The next day, the Los Angeles Times printed a largely pro-police account of what happened. Many in the march, who were seen more as middle-class liberals, were angry both at the police and the march's organizers for putting them in a dangerous situation.

By 1969, Sarnoff and Kalish were signatories of a letter by the Cleveland Area Peace Action Council calling for a national anti-war conference on July 4 of that year. Protests against the war in Vietnam in the area would grow in the years after Century City, such as the Chicano Moratorium gaining over 20,000 marchers.
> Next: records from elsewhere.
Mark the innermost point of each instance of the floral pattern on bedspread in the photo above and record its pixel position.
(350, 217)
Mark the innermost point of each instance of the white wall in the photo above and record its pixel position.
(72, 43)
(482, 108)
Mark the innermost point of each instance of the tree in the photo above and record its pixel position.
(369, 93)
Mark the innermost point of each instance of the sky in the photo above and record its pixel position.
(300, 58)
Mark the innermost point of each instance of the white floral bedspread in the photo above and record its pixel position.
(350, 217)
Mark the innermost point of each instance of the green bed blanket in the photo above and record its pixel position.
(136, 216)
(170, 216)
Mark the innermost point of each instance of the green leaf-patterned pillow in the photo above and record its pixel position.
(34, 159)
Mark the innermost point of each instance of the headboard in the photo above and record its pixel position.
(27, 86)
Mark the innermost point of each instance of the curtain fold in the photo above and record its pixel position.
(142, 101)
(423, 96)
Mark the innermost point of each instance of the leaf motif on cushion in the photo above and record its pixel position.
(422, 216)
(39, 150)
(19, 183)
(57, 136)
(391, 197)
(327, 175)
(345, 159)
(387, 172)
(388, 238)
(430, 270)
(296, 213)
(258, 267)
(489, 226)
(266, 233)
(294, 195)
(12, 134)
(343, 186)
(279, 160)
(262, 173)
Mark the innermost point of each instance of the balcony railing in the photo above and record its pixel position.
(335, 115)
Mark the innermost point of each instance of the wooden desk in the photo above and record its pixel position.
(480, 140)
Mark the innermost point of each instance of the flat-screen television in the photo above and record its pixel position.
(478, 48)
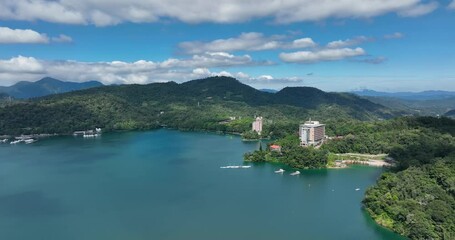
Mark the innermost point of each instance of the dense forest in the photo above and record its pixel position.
(291, 154)
(206, 104)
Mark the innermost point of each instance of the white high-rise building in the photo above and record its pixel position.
(311, 133)
(257, 125)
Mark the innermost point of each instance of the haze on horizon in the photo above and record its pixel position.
(384, 45)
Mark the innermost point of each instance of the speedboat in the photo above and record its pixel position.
(28, 141)
(295, 173)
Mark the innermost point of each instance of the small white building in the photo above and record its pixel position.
(311, 133)
(257, 125)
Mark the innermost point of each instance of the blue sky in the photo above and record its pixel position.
(344, 45)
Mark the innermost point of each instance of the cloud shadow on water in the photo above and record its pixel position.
(29, 204)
Recalling the events decades later, Kenneth Reich of the Los Angeles Times stated that "[t]he bloody, panicked clash that ensued left an indelible mark on politics, protests and police relations. It marked a turning point for Los Angeles, a city not known for drawing demonstrators to marches in sizable numbers," while also claiming the riot "foreshadowed the explosive growth of the national antiwar movement and its inevitable confrontations with police," and "shaped the movement’s rising militancy." It was often seen as an early "battleground" in the anti-war movement which later entered more the national consciousness with events such as police attacking demonstrators at the 1968 Democratic National Convention. Johnson rarely campaigned outside of areas deemed safe until his announcement to not run for reelection.

Steve Nichols, a participant in the march, later stated that "[t]he 1967 march was significant in bringing Black and Chicano activists into common cause with their liberal white counterparts", and in their history Set the Night on Fire, Mike Davis and Jon Weiner stated that the event exposed white Westside residents to police brutality that Black and Mexican communities had long been experiencing.